On a very personal level, we call this sanctification. The Westminster Shorter Catechism defines sanctification as “the work of God’s free grace, whereby we are renewed in the whole man after the image of God, and are enabled more and more to die unto sin, and live unto righteousness.” At times, in fact more than we care to admit, this renewal carries tremendous pain. It means abandoning those things that once brought us tremendous joy and comfort, friends in whom we once confided, and outings to which we looked forward on a regular basis.
One of the best words to describe this process is “surrender”. Surrender says I have enough trying on my own; my own way results in failure over and over. That is not a word with which many are fond, but it is accurate to the picture of Christianity. Surrender means obedience. Lewis puts it this way: “We may be content to remain what we call ‘ordinary people’: but He is determined to carry out a quite different plan. To shrink back from that plan is not humility; it is laziness and cowardice. To submit to it is not conceit or megalomania; it is obedience” (175).
No where in Scripture is Christianity described as easy. No where does it say that one will find complete happiness in this world. No where does it say that this world is our eternal home. And no where do it say this is the best we are.

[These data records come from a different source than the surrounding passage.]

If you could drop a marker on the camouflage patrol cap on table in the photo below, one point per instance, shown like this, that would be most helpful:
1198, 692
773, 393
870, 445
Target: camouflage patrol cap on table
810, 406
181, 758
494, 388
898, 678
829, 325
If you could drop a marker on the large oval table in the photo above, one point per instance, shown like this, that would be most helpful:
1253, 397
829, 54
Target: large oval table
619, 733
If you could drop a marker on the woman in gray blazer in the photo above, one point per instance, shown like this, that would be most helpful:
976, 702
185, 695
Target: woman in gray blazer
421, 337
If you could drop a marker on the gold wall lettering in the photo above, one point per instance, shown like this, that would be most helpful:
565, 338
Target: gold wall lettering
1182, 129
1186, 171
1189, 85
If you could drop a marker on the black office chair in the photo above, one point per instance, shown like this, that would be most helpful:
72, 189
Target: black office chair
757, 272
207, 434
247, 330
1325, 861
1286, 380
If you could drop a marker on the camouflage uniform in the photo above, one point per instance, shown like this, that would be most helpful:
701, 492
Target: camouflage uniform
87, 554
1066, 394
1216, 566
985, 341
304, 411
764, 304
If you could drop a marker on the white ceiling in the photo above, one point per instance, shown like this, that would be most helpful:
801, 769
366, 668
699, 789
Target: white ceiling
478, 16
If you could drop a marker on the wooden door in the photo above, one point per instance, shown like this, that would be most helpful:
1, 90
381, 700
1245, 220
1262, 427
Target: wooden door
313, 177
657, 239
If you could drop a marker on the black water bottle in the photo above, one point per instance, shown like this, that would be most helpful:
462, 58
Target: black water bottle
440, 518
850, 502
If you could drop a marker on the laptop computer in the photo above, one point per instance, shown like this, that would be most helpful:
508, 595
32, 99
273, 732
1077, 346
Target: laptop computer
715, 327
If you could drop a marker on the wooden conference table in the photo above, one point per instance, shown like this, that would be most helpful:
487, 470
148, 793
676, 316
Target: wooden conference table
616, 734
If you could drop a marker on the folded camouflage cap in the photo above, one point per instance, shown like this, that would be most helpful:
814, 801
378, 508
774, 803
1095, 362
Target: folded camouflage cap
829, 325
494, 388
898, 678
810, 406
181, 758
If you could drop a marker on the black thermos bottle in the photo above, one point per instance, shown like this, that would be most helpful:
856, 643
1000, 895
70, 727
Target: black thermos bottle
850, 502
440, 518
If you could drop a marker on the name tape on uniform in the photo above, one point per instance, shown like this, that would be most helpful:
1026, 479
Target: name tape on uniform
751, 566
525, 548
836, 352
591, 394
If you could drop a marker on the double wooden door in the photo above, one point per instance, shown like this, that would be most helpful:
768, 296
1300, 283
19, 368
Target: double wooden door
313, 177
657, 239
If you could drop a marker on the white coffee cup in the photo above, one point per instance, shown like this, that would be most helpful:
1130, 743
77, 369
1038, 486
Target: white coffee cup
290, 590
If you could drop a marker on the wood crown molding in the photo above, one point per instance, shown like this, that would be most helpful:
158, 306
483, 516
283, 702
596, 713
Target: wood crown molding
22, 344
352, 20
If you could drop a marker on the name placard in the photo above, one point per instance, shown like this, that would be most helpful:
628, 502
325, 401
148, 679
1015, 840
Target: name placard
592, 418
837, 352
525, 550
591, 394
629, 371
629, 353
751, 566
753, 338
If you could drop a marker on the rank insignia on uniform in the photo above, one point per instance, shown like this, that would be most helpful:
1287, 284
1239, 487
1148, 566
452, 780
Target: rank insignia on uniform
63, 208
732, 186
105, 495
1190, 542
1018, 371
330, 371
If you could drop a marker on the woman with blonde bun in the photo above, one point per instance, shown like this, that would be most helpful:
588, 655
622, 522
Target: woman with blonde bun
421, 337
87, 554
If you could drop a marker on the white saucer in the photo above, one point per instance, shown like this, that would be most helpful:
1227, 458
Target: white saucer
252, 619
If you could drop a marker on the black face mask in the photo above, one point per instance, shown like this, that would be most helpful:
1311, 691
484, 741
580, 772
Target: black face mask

The Bible clearly portrays a life that requires much of us knowing that we cannot accomplish a hint of it without the shed blood of Christ and the power of His Spirit within us. It looks forward to a world greater and more beautiful than this one. We may suffer now, but God promises that it will not last forever!
I want to leave you with this quote: “The process will be long and in parts very painful; but that is what we are in for. Nothing less. He meant what he said” (176).
Questions:
*Is there a specific area with which you wrestle in your own life?
*How has the Lord worked in your life up to this point? Can you speak to tangible changes? Can you put words to a changed heart?
*Do you allow others to speak into your life and come along side you?
*Is change something you embrace as part of the Christian life?
*Are you creative in news ways to see God’s redeeming work in your life?